Her thoughts about experiences like falling in love felt more urgent. Though she’d always been one to try new things and believed in living life to the fullest, her accident had somehow unleashed a new passion for living. That passion was particularly powerful when she thought about Colin Jacobs, and she wanted to do something about it – something that she’d failed to do once before such a long time ago.

The tumble down the side of the mountain had also shaken more than her romantic sensibilities. She’d been drifting through life, working odd jobs since college, not really knowing what she wanted to do. While in the hospital she’d had a lot of time to think about it, and she knew she wanted to make a difference. The sight of the big brown eyes that were the first thing she’d seen when the rescue team found her – the dogs had reached her first – had inspired her to open her own dog-training school. 

It was surprising she hadn’t thought of it before. For years she’d been volunteering at animal shelters and with dog trainers, helping to train the abandoned pooches to behave better so that they could find homes. She loved working with animals and was good at it. Now she could combine that experience with her business degree. Her own two dogs, Chuck and Lucy, were so well-trained that people always commented on how nicely behaved they were, and she was proud of that. Not being one to move slowly, once the idea struck her Miranda had practically cleaned out her bank account to open a small office close by the veterinary office where Penny worked in south Portland. In business for just a little more than two months now, she was receiving referral customers steadily. The accident had nearly killed her, but in many ways it had gotten her to focus on just what her priorities were.

Turning her attention again to the magazine she was holding, she smirked at the cover story – “The Total Seduction: A Five-Step Plan to Jump-Start Your Love Life (or your Lover).” She didn’t even have a lover to seduce – yet – though she had plenty of fantasies rolling around in her lust-saturated brain. She knew that what she needed was a plan to make those fantasies reality. No more waiting around for love to happen.

Colin was an old friend, true, but he also could melt her bones with just a glance. His sparkling, golden eyes seduced her constantly and he didn’t have a clue. But things between her and Colin were . . . complicated. At least for her. They’d known each other since kindergarten; they had a lot of history, and that history had a habit of getting in the way of something more developing between them. When she’d come home, it was very much like old times – she and Penny, Colin and Travis, all back together again.
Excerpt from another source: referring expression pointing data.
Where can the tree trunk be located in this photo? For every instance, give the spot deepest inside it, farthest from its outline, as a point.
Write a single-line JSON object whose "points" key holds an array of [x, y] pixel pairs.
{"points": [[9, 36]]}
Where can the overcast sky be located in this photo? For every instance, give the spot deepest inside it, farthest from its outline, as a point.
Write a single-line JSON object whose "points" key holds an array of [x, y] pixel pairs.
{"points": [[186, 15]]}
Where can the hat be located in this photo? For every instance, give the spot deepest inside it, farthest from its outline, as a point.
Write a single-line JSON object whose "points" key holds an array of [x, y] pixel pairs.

She saw Colin all the time, in fact, he’d helped her move her mammoth desk into her office. The four of them usually got together at least once a week. But he didn’t really see her – not as a woman, certainly not as a lover – just as his old pal Miranda. It was beyond frustrating.

The hair stylist returned, lifting the hot dryers off of their heads. She checked under the foil, blessedly proclaiming them both “done.” Miranda grimaced inwardly. She hadn’t been done in quite a while. Looking down at the magazine, she knew that one way or the other she was going to have to change that. And soon.